Session 8 Summary

Overview
Code Organization and Structure
- Source Directory Layout
Debugging and Error Handling
- Assertion System
- Error Logging Limitations
- Memory Debugging
Matrix Representation and Formats
- Internal Representation
Mask Handling
- GB_get_mask Function
User-Callable Method Structure
- Standard Workflow for All Methods
- Descriptor Handling
Type Compatibility and Validation
- Type Checking
Operator Management
- Operator Simplification
- Operator Flipping
Wait and Pending Operations
- Matrix State Management
Apply Operation Deep Dive
- Three Main Execution Paths
Operator Type Handling
- Positional Operators
- ISO Value Handling
Parallel Execution
- Task Slicing Strategy
- Column Index Lookup
Factory Kernel System
- Factory Organization
- Three-tier Execution Strategy
Bind First/Second Operations
- Binary Operator with Scalar
Index Unary Operators
- User-Defined Index Unary Operators
JIT Kernel Selection
- Algorithm Variants
Accum-Mask Phase
- Final Phase of All Operations
Key Insights and Design Principles
Technical Details
Session Notes

Overview

This session provides a detailed walkthrough of algorithm implementation in SuiteSparse GraphBLAS, focusing primarily on the GrB_apply operation. Dr. Davis demonstrates the internal structure of the library, explaining how algorithms are organized, optimized, and executed across different execution paths (CPU, JIT, CUDA).
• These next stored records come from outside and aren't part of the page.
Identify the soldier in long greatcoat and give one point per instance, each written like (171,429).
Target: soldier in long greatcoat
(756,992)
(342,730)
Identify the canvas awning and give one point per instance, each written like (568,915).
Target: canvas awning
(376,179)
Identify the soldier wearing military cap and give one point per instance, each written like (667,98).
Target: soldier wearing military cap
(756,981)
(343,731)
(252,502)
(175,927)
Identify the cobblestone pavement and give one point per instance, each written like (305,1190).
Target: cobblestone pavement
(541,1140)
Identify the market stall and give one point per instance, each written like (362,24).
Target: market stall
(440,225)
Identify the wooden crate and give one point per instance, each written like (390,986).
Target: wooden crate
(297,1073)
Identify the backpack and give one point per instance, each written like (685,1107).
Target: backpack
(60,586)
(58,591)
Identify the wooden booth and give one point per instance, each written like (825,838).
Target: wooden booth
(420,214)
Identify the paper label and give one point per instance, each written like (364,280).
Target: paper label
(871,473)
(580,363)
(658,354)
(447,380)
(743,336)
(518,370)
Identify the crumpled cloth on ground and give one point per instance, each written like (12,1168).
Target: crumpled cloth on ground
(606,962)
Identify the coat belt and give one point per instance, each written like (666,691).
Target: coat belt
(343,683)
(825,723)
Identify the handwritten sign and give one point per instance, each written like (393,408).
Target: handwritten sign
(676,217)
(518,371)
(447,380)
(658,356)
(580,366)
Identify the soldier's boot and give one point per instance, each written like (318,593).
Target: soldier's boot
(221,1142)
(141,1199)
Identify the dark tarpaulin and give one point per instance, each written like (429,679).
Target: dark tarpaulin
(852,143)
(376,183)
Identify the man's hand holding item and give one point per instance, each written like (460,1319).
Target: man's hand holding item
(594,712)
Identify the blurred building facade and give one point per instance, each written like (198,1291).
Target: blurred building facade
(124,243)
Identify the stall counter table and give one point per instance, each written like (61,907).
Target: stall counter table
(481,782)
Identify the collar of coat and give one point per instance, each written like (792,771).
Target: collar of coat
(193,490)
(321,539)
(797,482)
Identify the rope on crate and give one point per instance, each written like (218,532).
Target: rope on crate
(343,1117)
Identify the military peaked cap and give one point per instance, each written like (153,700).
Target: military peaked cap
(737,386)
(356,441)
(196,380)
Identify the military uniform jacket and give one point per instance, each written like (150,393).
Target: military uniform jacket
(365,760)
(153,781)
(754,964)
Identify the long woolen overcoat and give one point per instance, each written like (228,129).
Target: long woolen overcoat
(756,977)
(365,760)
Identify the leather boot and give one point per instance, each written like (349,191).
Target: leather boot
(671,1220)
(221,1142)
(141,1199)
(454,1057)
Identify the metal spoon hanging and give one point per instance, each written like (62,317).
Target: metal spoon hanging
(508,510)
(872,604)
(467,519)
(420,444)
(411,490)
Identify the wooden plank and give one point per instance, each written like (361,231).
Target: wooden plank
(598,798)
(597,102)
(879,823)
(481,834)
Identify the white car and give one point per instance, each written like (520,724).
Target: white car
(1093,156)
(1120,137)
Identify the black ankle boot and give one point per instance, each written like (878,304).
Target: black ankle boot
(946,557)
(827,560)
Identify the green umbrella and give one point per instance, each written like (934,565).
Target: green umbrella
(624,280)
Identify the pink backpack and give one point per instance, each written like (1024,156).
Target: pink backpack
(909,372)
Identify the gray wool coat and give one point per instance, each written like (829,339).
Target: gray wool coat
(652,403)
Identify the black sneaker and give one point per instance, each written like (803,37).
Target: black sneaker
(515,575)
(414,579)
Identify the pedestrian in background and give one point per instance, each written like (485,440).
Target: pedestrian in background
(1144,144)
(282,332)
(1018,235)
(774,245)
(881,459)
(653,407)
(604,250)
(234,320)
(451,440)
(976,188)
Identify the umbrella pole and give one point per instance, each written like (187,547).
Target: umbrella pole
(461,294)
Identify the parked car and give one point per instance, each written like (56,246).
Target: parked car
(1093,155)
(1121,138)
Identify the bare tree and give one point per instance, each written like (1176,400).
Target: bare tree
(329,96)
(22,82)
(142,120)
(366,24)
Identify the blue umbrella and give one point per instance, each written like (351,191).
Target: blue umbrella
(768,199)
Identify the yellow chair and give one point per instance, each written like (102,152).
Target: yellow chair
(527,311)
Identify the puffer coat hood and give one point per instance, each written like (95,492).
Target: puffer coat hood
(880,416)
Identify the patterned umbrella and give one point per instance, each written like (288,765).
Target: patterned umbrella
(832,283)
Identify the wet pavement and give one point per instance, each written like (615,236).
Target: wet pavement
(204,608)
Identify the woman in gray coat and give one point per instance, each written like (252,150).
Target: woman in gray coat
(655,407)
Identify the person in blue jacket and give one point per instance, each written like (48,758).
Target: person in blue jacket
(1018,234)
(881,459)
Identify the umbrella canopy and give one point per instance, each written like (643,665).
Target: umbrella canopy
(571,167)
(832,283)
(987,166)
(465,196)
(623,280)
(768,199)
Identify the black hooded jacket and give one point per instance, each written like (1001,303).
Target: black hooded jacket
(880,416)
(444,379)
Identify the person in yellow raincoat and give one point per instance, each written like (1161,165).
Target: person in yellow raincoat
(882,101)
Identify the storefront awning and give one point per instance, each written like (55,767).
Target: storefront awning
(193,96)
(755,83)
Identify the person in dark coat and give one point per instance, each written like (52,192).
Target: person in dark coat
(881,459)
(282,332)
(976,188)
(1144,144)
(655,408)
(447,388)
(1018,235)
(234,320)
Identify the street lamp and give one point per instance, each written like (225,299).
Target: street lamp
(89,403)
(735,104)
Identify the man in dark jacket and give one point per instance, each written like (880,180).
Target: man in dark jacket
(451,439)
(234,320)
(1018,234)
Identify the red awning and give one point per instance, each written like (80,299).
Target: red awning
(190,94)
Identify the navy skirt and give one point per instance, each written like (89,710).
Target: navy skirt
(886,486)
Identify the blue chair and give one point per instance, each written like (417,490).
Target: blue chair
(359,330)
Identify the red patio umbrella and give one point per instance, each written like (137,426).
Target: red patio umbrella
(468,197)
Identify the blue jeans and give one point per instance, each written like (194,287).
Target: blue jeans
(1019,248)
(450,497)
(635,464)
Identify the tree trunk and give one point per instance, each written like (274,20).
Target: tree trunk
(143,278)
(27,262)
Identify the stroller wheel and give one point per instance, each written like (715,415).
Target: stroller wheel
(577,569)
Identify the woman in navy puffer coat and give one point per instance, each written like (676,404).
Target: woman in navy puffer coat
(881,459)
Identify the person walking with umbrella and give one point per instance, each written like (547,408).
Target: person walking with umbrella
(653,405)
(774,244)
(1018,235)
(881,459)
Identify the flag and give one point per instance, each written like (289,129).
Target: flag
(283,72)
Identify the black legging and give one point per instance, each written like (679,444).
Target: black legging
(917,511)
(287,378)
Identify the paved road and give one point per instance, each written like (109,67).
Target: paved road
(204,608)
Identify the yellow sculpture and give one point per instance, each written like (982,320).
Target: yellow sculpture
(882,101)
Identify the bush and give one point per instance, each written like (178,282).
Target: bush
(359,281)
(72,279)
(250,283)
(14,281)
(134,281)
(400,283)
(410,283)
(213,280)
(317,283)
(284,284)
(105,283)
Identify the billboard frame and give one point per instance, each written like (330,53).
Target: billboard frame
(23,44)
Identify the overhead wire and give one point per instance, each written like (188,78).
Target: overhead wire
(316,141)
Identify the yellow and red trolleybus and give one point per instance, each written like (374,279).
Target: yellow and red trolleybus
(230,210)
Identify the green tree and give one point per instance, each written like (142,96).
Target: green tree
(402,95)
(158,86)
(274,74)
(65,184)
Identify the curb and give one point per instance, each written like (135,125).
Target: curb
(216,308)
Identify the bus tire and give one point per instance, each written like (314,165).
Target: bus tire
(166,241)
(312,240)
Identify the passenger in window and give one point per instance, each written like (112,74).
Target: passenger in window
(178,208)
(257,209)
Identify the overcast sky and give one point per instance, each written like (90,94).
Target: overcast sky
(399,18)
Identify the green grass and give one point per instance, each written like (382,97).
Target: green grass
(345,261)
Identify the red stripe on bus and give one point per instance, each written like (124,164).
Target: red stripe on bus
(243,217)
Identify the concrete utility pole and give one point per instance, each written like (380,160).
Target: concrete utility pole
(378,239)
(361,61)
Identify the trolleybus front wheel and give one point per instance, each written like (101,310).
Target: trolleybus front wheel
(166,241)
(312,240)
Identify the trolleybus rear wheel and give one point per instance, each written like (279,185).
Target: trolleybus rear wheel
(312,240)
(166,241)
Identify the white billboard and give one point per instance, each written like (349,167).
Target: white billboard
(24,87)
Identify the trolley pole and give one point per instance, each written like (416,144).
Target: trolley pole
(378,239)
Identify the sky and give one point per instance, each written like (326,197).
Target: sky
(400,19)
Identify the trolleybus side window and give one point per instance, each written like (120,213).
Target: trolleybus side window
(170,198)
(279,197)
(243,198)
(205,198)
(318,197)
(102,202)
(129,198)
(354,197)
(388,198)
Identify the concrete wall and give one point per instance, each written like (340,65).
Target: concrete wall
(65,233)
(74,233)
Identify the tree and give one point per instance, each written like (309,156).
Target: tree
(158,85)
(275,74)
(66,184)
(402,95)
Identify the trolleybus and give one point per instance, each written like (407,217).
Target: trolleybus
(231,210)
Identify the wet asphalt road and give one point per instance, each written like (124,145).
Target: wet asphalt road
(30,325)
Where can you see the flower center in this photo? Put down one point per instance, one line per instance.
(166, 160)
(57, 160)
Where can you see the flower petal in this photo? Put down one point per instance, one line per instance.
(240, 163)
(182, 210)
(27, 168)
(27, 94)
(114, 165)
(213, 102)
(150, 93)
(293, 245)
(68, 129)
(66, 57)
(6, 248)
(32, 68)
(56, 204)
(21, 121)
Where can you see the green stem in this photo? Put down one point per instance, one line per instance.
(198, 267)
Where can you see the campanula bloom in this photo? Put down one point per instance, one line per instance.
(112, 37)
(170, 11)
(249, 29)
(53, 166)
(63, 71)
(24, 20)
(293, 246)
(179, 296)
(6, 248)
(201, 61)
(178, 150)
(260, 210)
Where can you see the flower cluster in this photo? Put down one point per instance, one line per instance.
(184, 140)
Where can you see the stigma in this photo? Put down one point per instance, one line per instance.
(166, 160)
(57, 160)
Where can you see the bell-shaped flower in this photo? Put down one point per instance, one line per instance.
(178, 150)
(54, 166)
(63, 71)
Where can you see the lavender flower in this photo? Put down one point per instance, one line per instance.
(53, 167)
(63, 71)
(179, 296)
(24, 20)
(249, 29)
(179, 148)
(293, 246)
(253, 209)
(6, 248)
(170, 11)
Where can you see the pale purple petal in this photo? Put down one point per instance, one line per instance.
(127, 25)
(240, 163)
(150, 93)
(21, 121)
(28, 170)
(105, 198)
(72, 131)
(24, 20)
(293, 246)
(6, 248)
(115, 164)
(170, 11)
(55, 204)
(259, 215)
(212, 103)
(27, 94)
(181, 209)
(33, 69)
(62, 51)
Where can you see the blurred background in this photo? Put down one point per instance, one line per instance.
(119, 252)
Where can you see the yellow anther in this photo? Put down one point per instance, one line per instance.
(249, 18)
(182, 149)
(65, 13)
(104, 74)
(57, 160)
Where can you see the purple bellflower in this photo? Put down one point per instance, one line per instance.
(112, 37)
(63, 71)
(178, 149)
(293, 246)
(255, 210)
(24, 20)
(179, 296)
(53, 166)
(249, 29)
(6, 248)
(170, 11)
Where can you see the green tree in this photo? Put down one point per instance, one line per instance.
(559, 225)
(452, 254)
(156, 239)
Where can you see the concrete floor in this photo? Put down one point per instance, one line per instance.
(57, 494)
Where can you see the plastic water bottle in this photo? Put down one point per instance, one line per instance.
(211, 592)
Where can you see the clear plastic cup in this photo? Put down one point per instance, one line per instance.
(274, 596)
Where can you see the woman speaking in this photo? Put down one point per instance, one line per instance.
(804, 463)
Code Organization and Structure [00:00:18]

Source Directory Layout

"I just released GraphBLAS 9.3.1. Now all the source files have been restructured so it's easier to follow."

Factory folders: Template files used only to construct factory kernels, not needed for JIT
Include folders: Various definitions for algorithm sets
Template folders: Templatized kernels used in JIT and factory kernels, containing data-type-dependent algorithms
Source files (first level): Compiled directly into libgraphblas.so, not templatized, only work on integers/structure

Key principle: Algorithms that only work on structure (not data-dependent) are not JIT-compiled and reside in primary source files.

Debugging and Error Handling [00:19:30]

Assertion System

"If I want to turn on the assertions, I can go to GB_debug.h and recompile the code, then all these assertions become active."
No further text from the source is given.